The FOS reviewed this claim and concluded it was a case of careless misrepresentation. In instances such as this, the misrepresentation arises from insufficient care. This includes anything from an oversight or an inadvertent mistake. The FOS felt that Mrs G should have answered some application questions differently based on her medical history. However, they also believed it was likely that she misinterpreted the question, resulting in an unintentional misrepresentation.
The complaint was upheld in favour of Mrs G. AIG was instructed to reinstate Mrs G’s policy with the reduced premium and the relevant exclusion. AIG was also instructed to settle the complaint and provide £250 compensation.
Legal and General critical illness claim rejected?
In 2012, Mr A took out two insurance policies through an adviser at a bank. One provided life and critical illness cover and the other just life cover. He fell ill and submitted a critical illness claim to Legal and General. Legal and General investigated the claim and found he hadn’t disclosed he was a smoker when he applied. If he had done so, it said it wouldn’t have offered cover on the same terms.

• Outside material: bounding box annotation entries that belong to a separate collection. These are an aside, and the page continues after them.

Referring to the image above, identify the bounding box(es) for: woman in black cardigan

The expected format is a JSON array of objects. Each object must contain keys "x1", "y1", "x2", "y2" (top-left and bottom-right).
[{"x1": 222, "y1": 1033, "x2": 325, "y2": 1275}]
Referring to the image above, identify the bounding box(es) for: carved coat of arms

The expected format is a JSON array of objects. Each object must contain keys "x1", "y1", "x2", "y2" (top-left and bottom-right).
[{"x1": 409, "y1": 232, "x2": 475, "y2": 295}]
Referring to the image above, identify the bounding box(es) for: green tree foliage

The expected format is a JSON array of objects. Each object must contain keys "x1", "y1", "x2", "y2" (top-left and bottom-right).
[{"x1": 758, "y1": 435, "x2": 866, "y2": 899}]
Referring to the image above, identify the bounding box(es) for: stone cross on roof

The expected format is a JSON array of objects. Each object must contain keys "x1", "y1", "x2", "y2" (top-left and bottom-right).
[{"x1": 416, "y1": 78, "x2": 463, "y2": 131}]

Mr A challenged this decision. The FOS reviewed the complaint and upheld it in favour of Mr A. They concluded that it was not clear Mr A deliberately or recklessly misled the insurer. They advised that Mr A took the policy out via an advisor, without knowing exactly what question the adviser asked and if his answer was recorded correctly. They therefore felt it was unfair to suggest Mr A deliberately tried to mislead anyone.
FOS instructed Legal and General to restore the position that Mr A would have been in if the right information had been provided. In this case, he would have been offered cover based on smoker rates. This includes a lower amount of cover for the premium he paid. Legal and General were instructed to reinstate this policy and review the claim as if there had been no misrepresentation. Mr A was also awarded £500 compensation.

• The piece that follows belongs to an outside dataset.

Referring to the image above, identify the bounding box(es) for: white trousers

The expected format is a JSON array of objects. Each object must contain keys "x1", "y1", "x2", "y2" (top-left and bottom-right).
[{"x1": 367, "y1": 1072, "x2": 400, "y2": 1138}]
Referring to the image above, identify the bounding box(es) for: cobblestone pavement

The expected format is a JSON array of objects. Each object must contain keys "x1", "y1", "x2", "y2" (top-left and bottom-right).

Liverpool Victoria life and critical illness policy cancelled
Mr and Mrs M applied for a joint life and critical illness policy in July 2013. This was accepted on 11 July 2013 and the policy started on 8th August 2013. In September 2013, Mr and Mrs M submitted a revised application form. This confirmed Mr M had been signed off work on 8 August 2013 with acid reflux.
Upon submitting this, Liverpool Victoria also discovered that Mr M saw his GP for reflux symptoms and was prescribed medication on 5th August 2013. It said he should have disclosed this information before the policy started and had it known about this, it would have postponed the policy until Mr M’s health position had been clarified. As such, it cancelled the policy and refunded the premiums paid.
Mr and Mrs M challenged this decision, and the matter was escalated to the FOS. The FOS concluded that there was no evidence for major concern until Mr M’s GP visit on 5th August 2013. The FOS noted that individuals suffer from indigestion-type symptoms. These will include such things as heartburn and acid reflux. They often resolve quickly and the NHS Choices website states most people with such symptoms will not need to see their doctor and can take action such as changing diet or taking an antacid.
The FOS concluded Mr M had no initial reason to disclose his symptoms to Liverpool Victoria. Based on the facts, FOS advised this was a case of innocent misrepresentation. FOS decided in favour of Mr and Mrs M, instructing Liverpool Victoria to reinstate the policy.